Missing Dependencies
When ModuleNotFoundError occurs for LightGBM, install via pip:
pip install lightgbm
Or within a notebook:
!pip install lightgbm
API Compatibility Issues
The verbose_eval parameter was deprecated in newer LightGBM versions. Use callbacks instead:
from lightgbm import log_evaluation, early_stopping
callbacks = [log_evaluation(period=500), early_stopping(stopping_rounds=500)]
Indentation Problems
Python relies on consistent indentation. Use four spaces per level and avoid mixing tabs with spaces. Most IDEs include auto-formatting tools to resolve these issues.

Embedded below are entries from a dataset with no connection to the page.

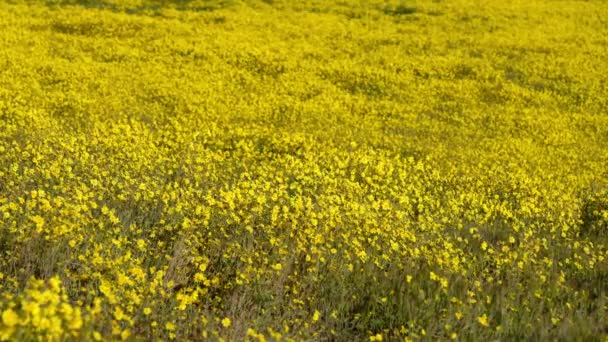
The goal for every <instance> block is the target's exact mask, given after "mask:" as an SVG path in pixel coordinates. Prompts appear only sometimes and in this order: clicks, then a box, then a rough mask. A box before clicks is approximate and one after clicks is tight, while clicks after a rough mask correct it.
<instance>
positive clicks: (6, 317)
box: [2, 309, 19, 328]
mask: <svg viewBox="0 0 608 342" xmlns="http://www.w3.org/2000/svg"><path fill="white" fill-rule="evenodd" d="M2 323H4V325H5V326H7V327H9V328H12V327H14V326H16V325H17V324H19V316H18V315H17V313H16V312H15V311H13V310H12V309H6V310H4V312H3V313H2Z"/></svg>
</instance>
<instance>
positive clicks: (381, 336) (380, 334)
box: [369, 334, 382, 341]
mask: <svg viewBox="0 0 608 342" xmlns="http://www.w3.org/2000/svg"><path fill="white" fill-rule="evenodd" d="M369 340H370V341H382V334H376V335H374V336H370V337H369Z"/></svg>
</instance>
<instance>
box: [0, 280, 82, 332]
mask: <svg viewBox="0 0 608 342" xmlns="http://www.w3.org/2000/svg"><path fill="white" fill-rule="evenodd" d="M3 306H6V308H5V309H3V311H2V326H1V330H0V340H2V341H6V340H9V339H14V338H19V339H31V338H33V337H42V338H44V339H46V340H59V339H60V338H64V337H65V336H70V335H71V336H72V337H77V336H79V332H80V329H81V328H82V325H83V317H82V313H81V310H80V309H79V308H78V307H74V306H72V305H71V304H70V301H69V299H68V296H67V295H66V293H65V291H64V290H63V288H62V287H61V281H60V280H59V278H58V277H53V278H50V279H49V281H48V284H46V283H45V282H44V281H40V280H32V281H30V282H29V284H28V287H27V288H26V289H25V290H24V292H23V294H22V295H21V296H18V297H16V298H10V297H9V298H8V300H7V301H6V302H5V304H4V305H3Z"/></svg>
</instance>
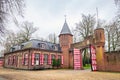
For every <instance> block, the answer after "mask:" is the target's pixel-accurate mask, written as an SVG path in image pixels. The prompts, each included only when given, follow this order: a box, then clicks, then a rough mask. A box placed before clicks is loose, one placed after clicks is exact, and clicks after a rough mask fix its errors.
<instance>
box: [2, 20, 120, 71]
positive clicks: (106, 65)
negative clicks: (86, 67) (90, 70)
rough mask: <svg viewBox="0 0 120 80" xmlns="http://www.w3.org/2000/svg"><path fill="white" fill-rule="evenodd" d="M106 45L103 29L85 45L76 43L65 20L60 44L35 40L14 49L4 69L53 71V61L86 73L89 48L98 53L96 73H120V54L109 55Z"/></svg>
mask: <svg viewBox="0 0 120 80" xmlns="http://www.w3.org/2000/svg"><path fill="white" fill-rule="evenodd" d="M104 44H105V36H104V29H102V28H97V29H95V30H94V34H93V35H90V36H89V37H87V38H86V39H85V40H83V41H82V42H78V43H73V35H72V33H71V31H70V29H69V26H68V24H67V22H66V20H65V22H64V25H63V27H62V30H61V32H60V34H59V44H53V43H50V42H45V41H40V40H35V39H33V40H30V41H28V42H25V43H22V44H21V45H16V46H13V47H12V48H11V50H10V52H8V53H5V55H4V59H5V60H4V67H7V68H16V69H41V68H52V60H53V59H60V60H61V68H72V69H83V65H82V51H83V50H84V49H85V48H89V49H90V53H94V54H90V55H91V60H93V63H91V65H92V68H93V69H94V70H99V71H120V59H119V56H120V52H117V54H106V53H105V52H104ZM113 53H116V52H113ZM113 64H114V65H113Z"/></svg>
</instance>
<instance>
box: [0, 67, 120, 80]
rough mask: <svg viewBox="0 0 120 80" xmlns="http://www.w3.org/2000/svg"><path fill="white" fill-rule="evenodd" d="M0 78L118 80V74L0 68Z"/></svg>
mask: <svg viewBox="0 0 120 80" xmlns="http://www.w3.org/2000/svg"><path fill="white" fill-rule="evenodd" d="M0 76H1V77H3V78H6V79H8V80H120V73H113V72H91V71H90V70H38V71H27V70H26V71H25V70H14V69H5V68H0Z"/></svg>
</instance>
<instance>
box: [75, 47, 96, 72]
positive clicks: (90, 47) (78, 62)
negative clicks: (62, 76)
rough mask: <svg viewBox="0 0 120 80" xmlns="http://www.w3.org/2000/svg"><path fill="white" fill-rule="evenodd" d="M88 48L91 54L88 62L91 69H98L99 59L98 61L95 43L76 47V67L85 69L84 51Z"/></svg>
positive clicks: (79, 68) (88, 53)
mask: <svg viewBox="0 0 120 80" xmlns="http://www.w3.org/2000/svg"><path fill="white" fill-rule="evenodd" d="M86 49H87V51H88V54H89V59H90V60H89V62H88V64H89V65H90V67H91V71H96V70H97V61H96V51H95V47H94V45H89V46H88V47H85V48H83V49H74V60H73V62H74V69H76V70H79V69H84V68H83V65H84V64H83V52H84V51H85V50H86Z"/></svg>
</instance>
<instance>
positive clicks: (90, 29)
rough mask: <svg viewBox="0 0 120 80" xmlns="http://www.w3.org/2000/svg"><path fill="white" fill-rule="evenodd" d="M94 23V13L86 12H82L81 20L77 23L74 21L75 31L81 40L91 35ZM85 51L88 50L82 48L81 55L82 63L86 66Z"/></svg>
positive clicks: (92, 32) (85, 56)
mask: <svg viewBox="0 0 120 80" xmlns="http://www.w3.org/2000/svg"><path fill="white" fill-rule="evenodd" d="M95 24H96V19H95V16H94V15H91V14H88V15H84V14H82V21H80V22H79V23H76V29H75V31H76V32H78V34H79V36H80V38H81V40H84V39H85V38H87V37H88V36H89V35H92V34H93V32H94V26H95ZM87 53H88V50H87V49H84V55H83V65H84V66H86V62H88V61H87V60H89V59H88V58H87Z"/></svg>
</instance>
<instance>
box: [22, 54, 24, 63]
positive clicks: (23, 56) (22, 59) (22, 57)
mask: <svg viewBox="0 0 120 80" xmlns="http://www.w3.org/2000/svg"><path fill="white" fill-rule="evenodd" d="M22 65H24V54H23V55H22Z"/></svg>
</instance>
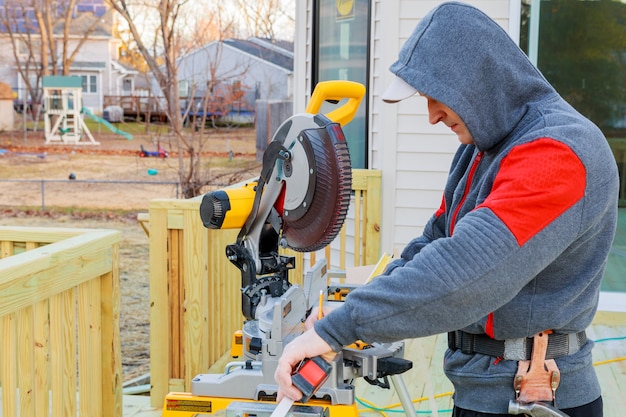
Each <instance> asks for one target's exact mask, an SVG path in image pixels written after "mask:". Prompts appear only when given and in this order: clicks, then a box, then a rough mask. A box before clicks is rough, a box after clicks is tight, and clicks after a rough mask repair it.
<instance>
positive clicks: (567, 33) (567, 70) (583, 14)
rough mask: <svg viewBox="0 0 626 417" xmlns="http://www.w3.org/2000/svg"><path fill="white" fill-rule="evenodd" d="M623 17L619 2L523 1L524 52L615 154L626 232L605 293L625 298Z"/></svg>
mask: <svg viewBox="0 0 626 417" xmlns="http://www.w3.org/2000/svg"><path fill="white" fill-rule="evenodd" d="M531 5H532V6H531ZM537 6H538V7H539V10H536V9H535V10H531V7H537ZM531 11H532V13H531ZM536 16H538V19H537V18H536ZM625 17H626V4H624V3H622V2H621V1H571V0H551V1H546V0H541V1H539V0H532V2H531V1H530V0H525V1H523V3H522V16H521V30H520V38H521V39H520V46H521V47H522V49H524V50H525V51H527V52H528V51H532V52H531V54H530V56H531V58H533V59H534V57H536V60H537V62H536V64H537V66H538V67H539V69H540V70H541V71H542V72H543V74H544V75H545V76H546V78H547V79H548V80H549V81H550V82H551V83H552V85H553V86H554V87H555V88H556V89H557V91H558V92H559V93H560V94H561V95H562V96H563V98H565V100H567V101H568V102H569V103H570V104H571V105H572V106H574V108H576V110H578V111H579V112H580V113H582V114H583V115H585V116H587V117H588V118H589V119H591V120H592V121H593V122H594V123H595V124H596V125H598V127H600V129H601V130H602V132H603V133H604V135H605V136H606V138H607V140H608V142H609V145H610V146H611V148H612V149H613V155H614V156H615V161H616V162H617V167H618V170H619V175H620V184H621V186H620V194H619V205H620V209H619V220H618V224H619V225H624V226H622V227H620V226H618V233H617V236H616V238H615V242H614V243H613V251H612V253H611V254H610V255H609V264H608V265H607V270H606V273H605V275H604V281H603V288H602V289H603V290H604V291H620V292H626V282H625V281H624V279H623V276H624V269H625V268H626V263H625V262H624V255H621V254H623V253H626V239H624V238H623V237H622V236H625V233H626V23H625V22H626V20H625V19H624V18H625ZM608 162H609V161H607V163H608Z"/></svg>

Understanding Gradient Boosting Decision Trees
GBDT constructs an ensemble of decision trees iteratively. Each tree corrects errors from previous iterations by fitting to negative gradients of the loss function. This sequential approach enables the model to capture complex non-linear relationships in structured data.
Key characteristics include:
- Sequential tree building with residual correction
- Gradient descent optimization of loss functions
- Regularization through tree depth and leaf count constraints
- Robustness to outliers and missing values
LightGBM Implementation Details
LightGBM optimizes the traditional gradient boosting approach through several innovations:
Histogram-Based Splitting: Continuous features are discretized into bins, reducing computation from O(N) to O(bins) for each split.

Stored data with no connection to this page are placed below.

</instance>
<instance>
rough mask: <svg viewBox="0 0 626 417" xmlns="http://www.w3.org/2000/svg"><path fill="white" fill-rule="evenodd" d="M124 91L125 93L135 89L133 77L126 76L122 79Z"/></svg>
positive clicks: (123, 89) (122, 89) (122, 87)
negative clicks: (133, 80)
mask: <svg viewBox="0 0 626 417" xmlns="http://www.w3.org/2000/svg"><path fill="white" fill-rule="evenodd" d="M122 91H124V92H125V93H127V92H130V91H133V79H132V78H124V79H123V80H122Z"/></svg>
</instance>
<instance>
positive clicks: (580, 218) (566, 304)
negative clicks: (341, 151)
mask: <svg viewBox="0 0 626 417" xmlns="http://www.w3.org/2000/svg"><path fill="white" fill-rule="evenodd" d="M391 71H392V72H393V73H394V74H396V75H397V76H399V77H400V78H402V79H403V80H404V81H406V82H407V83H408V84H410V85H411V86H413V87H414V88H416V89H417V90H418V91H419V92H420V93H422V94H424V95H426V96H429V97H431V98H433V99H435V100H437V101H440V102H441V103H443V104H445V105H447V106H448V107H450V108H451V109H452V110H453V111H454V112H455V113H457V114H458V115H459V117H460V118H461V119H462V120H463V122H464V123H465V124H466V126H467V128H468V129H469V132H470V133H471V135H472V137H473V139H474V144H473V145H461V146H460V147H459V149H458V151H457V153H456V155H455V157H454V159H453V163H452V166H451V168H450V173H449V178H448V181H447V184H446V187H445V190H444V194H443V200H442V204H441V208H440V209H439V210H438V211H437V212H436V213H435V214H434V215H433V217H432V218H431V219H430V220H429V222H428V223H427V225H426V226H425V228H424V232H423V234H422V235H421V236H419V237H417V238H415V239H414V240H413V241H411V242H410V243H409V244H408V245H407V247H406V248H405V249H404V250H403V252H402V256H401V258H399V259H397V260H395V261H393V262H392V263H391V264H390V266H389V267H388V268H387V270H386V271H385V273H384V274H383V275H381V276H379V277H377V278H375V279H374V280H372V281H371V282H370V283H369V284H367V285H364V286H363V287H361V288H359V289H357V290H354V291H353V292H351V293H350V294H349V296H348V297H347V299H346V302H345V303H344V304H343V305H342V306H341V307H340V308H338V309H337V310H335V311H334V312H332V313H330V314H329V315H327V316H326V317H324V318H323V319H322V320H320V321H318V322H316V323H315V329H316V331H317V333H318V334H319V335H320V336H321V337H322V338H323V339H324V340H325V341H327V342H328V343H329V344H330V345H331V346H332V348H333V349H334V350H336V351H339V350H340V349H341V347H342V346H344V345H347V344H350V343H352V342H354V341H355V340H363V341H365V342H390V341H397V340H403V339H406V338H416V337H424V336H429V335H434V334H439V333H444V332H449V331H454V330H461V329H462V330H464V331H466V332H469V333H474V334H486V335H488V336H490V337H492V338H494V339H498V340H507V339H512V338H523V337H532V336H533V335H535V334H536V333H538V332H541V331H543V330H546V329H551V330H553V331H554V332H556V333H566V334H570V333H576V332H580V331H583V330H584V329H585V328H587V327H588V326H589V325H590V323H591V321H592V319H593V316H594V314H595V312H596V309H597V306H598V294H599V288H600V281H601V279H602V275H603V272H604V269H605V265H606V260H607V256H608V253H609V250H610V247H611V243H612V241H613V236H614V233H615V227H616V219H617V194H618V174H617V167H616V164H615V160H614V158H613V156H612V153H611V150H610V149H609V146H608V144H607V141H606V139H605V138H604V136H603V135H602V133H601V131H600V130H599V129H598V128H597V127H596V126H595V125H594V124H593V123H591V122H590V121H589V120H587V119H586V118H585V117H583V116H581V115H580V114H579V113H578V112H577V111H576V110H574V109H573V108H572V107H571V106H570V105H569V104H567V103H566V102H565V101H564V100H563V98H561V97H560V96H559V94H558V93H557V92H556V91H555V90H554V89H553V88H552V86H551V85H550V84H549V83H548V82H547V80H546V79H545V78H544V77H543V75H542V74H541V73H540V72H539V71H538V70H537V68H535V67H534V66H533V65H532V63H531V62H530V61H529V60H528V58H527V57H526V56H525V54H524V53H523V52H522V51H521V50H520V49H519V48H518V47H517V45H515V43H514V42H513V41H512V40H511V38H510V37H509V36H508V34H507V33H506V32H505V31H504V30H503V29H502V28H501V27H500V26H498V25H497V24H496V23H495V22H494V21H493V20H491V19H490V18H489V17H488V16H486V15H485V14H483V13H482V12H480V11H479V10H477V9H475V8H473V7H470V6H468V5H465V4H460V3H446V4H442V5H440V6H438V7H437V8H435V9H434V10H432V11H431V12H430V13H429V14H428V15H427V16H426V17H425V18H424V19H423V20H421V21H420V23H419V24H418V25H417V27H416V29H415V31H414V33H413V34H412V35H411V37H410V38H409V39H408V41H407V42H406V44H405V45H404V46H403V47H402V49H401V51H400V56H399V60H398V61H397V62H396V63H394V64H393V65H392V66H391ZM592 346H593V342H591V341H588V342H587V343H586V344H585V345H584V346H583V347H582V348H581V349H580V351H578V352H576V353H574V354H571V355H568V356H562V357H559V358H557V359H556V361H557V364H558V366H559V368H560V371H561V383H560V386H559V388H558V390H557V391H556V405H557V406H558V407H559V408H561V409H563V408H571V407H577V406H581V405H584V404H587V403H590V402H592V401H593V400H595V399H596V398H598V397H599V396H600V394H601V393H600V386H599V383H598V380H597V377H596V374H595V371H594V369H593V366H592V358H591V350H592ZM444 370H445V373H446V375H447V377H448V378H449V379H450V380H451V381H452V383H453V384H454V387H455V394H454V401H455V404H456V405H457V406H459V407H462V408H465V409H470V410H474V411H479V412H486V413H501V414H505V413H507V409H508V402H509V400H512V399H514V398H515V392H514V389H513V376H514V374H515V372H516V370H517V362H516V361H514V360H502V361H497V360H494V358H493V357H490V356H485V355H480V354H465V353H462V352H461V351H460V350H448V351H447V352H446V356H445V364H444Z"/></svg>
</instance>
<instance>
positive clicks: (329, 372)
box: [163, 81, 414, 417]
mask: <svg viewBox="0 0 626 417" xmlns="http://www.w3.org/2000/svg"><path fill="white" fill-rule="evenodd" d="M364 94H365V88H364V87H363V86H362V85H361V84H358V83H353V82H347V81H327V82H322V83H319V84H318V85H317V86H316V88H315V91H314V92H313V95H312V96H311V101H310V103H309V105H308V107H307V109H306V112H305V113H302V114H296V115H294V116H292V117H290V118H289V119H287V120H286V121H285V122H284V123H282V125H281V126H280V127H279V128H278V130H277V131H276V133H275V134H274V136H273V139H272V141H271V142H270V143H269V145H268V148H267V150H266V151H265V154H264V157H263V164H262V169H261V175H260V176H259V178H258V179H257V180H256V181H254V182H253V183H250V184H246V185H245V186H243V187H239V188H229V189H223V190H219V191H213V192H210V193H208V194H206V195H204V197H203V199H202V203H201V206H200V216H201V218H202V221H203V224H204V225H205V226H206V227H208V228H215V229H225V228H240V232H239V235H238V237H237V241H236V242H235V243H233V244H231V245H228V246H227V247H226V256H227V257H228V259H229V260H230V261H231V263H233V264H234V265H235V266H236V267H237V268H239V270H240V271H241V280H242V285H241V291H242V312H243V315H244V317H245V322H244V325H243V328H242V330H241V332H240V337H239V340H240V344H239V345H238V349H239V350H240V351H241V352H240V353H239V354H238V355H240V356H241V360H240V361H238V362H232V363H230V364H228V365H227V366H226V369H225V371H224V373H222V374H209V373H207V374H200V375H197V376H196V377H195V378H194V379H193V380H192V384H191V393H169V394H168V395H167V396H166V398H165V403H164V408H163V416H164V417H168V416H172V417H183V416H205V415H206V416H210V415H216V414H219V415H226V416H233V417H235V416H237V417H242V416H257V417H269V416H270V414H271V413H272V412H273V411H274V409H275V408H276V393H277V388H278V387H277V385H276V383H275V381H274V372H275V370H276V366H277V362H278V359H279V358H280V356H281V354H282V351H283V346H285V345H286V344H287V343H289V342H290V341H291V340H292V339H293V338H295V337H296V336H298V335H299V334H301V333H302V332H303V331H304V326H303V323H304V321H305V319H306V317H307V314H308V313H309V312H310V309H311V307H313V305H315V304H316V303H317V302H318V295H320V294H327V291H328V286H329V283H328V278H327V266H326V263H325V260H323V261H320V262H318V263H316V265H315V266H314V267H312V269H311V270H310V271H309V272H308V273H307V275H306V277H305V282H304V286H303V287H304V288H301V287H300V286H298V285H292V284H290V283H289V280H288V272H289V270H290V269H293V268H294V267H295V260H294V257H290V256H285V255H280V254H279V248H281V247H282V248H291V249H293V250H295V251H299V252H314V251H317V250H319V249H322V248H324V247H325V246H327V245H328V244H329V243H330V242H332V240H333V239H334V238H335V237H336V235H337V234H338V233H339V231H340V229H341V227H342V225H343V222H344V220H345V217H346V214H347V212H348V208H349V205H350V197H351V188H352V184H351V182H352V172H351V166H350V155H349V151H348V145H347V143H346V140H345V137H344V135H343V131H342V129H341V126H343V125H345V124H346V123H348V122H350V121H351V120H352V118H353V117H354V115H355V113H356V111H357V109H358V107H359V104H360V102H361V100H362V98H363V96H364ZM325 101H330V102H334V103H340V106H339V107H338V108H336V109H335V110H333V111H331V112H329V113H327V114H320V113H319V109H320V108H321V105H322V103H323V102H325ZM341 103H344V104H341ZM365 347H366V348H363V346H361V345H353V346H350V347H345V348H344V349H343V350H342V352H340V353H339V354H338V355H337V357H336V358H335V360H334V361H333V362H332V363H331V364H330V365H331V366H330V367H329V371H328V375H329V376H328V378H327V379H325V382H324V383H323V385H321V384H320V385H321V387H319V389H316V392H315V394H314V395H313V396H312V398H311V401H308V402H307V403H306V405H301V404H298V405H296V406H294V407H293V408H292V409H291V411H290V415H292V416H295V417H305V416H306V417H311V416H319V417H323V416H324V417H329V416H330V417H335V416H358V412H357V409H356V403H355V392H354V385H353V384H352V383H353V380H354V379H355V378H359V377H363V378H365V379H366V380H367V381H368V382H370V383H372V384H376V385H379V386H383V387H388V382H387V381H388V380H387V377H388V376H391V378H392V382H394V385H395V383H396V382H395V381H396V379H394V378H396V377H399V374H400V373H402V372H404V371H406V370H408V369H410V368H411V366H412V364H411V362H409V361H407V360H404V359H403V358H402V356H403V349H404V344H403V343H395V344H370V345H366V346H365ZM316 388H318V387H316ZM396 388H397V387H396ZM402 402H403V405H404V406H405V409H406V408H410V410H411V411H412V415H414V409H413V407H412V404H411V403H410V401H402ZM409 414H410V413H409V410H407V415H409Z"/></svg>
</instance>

Leaf-Wise Growth: Unlike level-wise strategies, LightGBM expands the leaf node with maximum delta loss, often achieving faster convergence.

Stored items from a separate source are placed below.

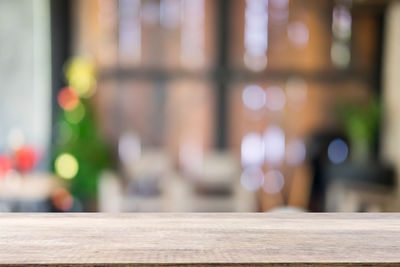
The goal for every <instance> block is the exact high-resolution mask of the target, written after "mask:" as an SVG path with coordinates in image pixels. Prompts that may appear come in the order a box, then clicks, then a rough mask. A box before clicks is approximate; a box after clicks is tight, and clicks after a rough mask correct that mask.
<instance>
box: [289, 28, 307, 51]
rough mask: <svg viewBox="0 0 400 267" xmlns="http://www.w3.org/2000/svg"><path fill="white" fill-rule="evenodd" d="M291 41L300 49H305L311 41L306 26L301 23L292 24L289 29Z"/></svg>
mask: <svg viewBox="0 0 400 267" xmlns="http://www.w3.org/2000/svg"><path fill="white" fill-rule="evenodd" d="M287 34H288V37H289V40H290V41H291V42H292V43H293V44H294V45H295V46H296V47H299V48H302V47H305V46H306V45H307V44H308V40H309V37H310V36H309V35H310V33H309V30H308V27H307V25H306V24H304V23H303V22H300V21H296V22H292V23H290V24H289V25H288V27H287Z"/></svg>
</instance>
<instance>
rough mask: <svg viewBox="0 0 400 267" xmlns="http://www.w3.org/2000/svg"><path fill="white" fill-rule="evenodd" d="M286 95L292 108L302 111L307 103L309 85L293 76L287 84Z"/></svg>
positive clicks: (289, 79)
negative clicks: (308, 86) (307, 96)
mask: <svg viewBox="0 0 400 267" xmlns="http://www.w3.org/2000/svg"><path fill="white" fill-rule="evenodd" d="M285 89H286V94H287V99H288V104H289V106H290V107H291V108H294V109H297V110H299V109H301V108H303V107H304V105H305V103H306V101H307V83H306V81H305V80H304V79H302V78H301V77H298V76H293V77H290V78H289V79H288V81H287V82H286V88H285Z"/></svg>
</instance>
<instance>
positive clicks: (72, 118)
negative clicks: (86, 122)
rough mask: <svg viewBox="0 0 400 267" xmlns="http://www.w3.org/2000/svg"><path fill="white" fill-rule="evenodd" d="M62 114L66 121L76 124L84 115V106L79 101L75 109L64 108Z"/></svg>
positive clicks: (76, 123)
mask: <svg viewBox="0 0 400 267" xmlns="http://www.w3.org/2000/svg"><path fill="white" fill-rule="evenodd" d="M64 114H65V118H66V119H67V121H68V122H70V123H72V124H77V123H79V122H81V121H82V119H83V117H85V107H84V106H83V105H82V103H79V104H78V106H77V107H76V108H75V109H73V110H66V111H64Z"/></svg>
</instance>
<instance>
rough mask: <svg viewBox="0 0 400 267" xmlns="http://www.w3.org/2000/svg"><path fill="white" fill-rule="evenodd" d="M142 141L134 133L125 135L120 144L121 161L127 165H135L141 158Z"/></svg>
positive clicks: (126, 134)
mask: <svg viewBox="0 0 400 267" xmlns="http://www.w3.org/2000/svg"><path fill="white" fill-rule="evenodd" d="M141 152H142V148H141V141H140V138H139V136H138V135H136V134H134V133H130V132H127V133H124V134H123V135H122V136H121V137H120V138H119V142H118V155H119V158H120V160H121V161H122V162H123V163H125V164H127V165H130V164H133V163H135V162H136V161H137V160H138V159H139V158H140V156H141Z"/></svg>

Parallel Processing: Multi-threading accelerates both data partitioning and histogram construction.
Native Categorical Support: Categorical features can be processed directly without one-hot encoding, preserving ordinal relationships.
Advanced Feature Engineering Techniques
Lag Features
Shifting values backward in time creates features representing past observations. These capture autocorrelation and delayed responses in the target variable.
| Aspect | Consideration |
|---|---|
| Lag Period | Longer lags capture slower trends but may dilute recent patterns |
| Missing Values | Lag features for early time steps will be null |
| Target Leakage | Ensure lag periods don't include future information |
Rolling Statistics
Computing aggregations over sliding windows reveals local trends and volatility:
combined_data['rolling_std'] = combined_data.groupby('id')['target'].transform(
lambda x: x.shift(1).rolling(window=7, min_periods=3).std()
)
Difference Features
First-order differences represent the rate of change between consecutive time points:
combined_data['diff_1'] = combined_data.groupby('id')['target'].diff(1)
combined_data['diff_7'] = combined_data.groupby('id')['target'].diff(7) # Weekly seasonality
Differencing helps stationarize non-stationary time series and emphasizes relative changes over absolute values.
Model Evaluation Strategy
Using the most recent time periods as validation sets simulates real-world prediction scenarios where future values must be forecast. This temporal validation approach prevents data leakage that would occur with random cross-validation on time series data.